President Trump trade war with China could have the unintended consequence of hurting Trump’s base — all the way down to their shoes.
“Some types of shoes are almost 100% from China, and those types of shoes are, unfortunately, ones worn by working families — the shoes that are sold at Walmart (WMT) and Target (TGT) and elsewhere. That’s where working families will really be hit the hardest … The Trump voters in some of these communities are going to have the biggest impact on their wallets,” Matt Priest, president and CEO of Footwear Distributors and Retailers of America (FDRA) told Yahoo Finance.
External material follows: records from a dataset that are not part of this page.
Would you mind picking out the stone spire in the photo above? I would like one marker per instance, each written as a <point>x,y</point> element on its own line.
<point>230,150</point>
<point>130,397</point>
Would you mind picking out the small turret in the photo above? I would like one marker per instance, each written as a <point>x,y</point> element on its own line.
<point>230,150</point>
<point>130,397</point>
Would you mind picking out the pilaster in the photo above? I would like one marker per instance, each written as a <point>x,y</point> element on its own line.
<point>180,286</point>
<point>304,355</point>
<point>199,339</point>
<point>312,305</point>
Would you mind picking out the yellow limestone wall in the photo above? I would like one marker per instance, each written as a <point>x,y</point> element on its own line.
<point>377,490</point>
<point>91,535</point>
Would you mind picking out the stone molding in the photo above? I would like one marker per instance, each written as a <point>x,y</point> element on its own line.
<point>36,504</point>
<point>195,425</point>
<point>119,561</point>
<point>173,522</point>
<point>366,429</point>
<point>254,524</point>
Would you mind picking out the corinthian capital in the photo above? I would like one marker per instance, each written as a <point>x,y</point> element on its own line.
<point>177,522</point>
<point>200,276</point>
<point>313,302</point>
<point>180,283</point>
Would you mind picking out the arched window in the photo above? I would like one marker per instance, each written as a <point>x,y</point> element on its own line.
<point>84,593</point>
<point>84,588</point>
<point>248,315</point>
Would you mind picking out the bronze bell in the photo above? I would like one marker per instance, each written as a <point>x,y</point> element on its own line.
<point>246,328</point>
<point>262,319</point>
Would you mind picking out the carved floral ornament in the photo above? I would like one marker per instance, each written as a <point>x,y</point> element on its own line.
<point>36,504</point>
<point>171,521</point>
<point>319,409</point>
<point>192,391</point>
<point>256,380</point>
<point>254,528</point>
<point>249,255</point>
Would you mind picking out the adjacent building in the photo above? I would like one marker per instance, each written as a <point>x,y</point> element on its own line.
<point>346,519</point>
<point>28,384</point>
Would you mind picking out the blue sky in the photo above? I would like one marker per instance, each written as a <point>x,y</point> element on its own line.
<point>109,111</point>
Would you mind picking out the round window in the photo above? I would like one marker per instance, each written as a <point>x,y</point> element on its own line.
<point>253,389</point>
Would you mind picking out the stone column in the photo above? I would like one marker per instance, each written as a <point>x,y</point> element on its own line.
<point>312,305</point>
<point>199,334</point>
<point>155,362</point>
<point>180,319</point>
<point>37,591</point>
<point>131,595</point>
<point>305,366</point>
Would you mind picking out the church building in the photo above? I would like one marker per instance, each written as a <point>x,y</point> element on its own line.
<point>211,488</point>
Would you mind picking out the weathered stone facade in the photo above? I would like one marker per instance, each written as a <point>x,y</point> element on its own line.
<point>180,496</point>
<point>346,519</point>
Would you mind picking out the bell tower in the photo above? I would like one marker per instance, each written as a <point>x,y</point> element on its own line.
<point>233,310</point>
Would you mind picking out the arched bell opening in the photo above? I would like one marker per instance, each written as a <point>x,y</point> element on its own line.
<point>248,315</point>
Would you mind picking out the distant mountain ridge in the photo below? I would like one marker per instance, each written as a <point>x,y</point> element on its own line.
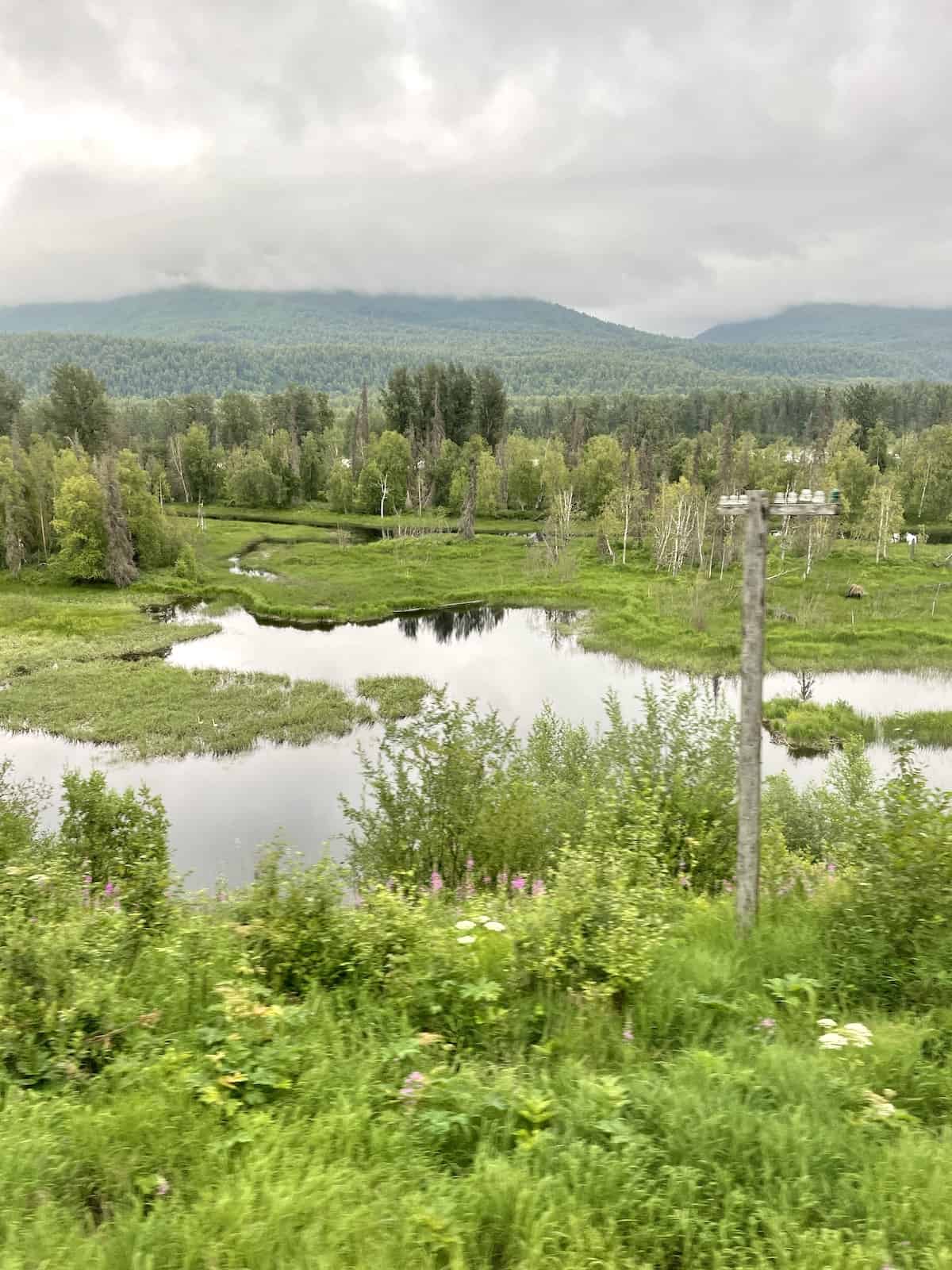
<point>209,315</point>
<point>877,325</point>
<point>201,340</point>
An estimated 72% of footwear and 84% of travel goods are produced in China, and footwear is one of the highest duty products in the marketplace today, according to FDRA. “The average import duty on all consumer goods is about one and a half percent, and our average duty is 12%, and it goes all the way up to almost 70 percent depending on the type of shoe.”
Duties on sneakers range from around 17% to 20%. Work boots and construction wear, Priest notes, are also primarily manufactured in China.
According to Priest, a shoe currently imported to the U.S. with an input price of $25, usually gets markup of three to four times that as the shoe makes its way through the supply chain, from the border, where it gets hit with a duty of about 20% ($5), to the retail store to the consumer’s closet. That would make it a $75 or $100 shoe. So if Trump follows through with a new round of tariffs on $300 billion worth Chinese goods, that same $25 shoe coming into the country would be hit with a 45% tax, more than double the amount of duty.
Priest said that higher cost will likely fall on the consumer. “You see how the duty price is baked into the product as it gets marked up throughout the supply chain. And that means that, you know, that initial duty payment ... impacts the consumer more dramatically.” Priest said.
New retaliatory Chinese tariffs on over 5,000 products made in the U.S. will take effect on June 1.